そんな世の中にずっと同じ姿で存在し続けるものなんてありえない。
「人生」という険しい山道を今日もまた1つ越えて
はかない夢は見たくないものだ、酔いもせずに。

解説

○色は匂へど 散りぬるを
昔の人は花が咲くことを「色が匂ふ」と表現していました。だから、この文章は「花が咲いても散ってしまうのに」という意味です。

○我が世誰そ 常ならむ
「我が世」は「私の住む世界」ですから、「この世の中に」という意味。「誰そ」は「何が〜だろうか」という、疑問を表現する言葉。「常」はここでは「永遠に同じ姿のまま」という意味ですから、「誰そ常ならむ」は直訳すると「誰が永遠に同じ姿のままなのですか」という意味です。

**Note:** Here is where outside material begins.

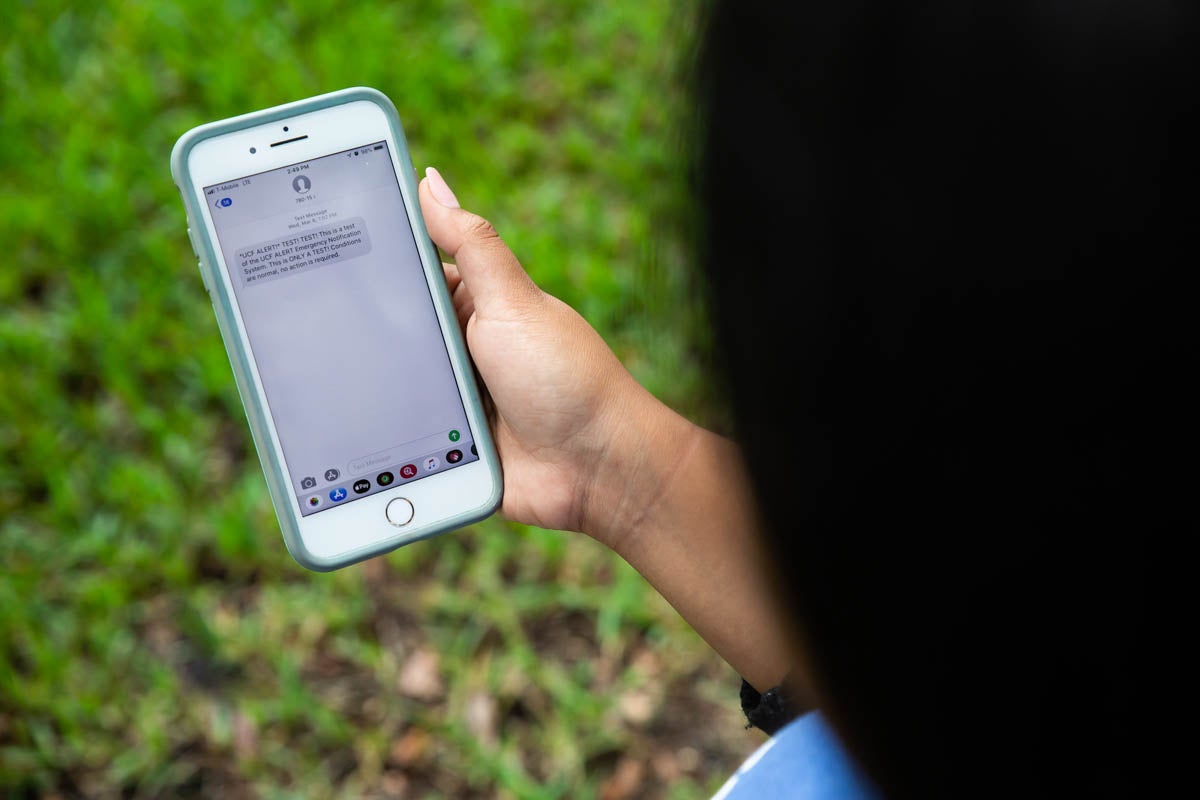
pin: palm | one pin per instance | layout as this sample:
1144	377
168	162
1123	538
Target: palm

でも現代でも、「1億円もする宝石なんて誰が買うんだ?」というと、誰が買うのか知りたいのではなく、「1億円もする宝石なんて買う人はいないだろう」という、強い否定と同じ意味を表わしますよね。それと同じで、「誰そ常ならむ」は、「永遠に同じ姿で居続けるものなんていないよ」と言っているのです。

○有為の奥山 今日越えて
「有為」自体は「形あるものと形のないもの」、つまり「愛や憎しみといった形のないものまで含めてこの世に存在するすべてのもの」という意味ですが、「有為の奥山」というと、そんないろいろなものが渦巻く人生を比喩する言葉になります。「そんな険しい人生を、今日もまた1つ越えて」ぐらいの意味です。

○浅き夢見じ 酔ひもせず
「浅き夢」は、眠りの浅い時に見る夢のことですが、そのぐらいあっという間に消えてしまう願望のことも指すようです。「浅き夢見じ」の「じ」は「〜したくない」という意味なので、文章全体では酔ってもいないのに、そんなはかない夢は見たくないということです。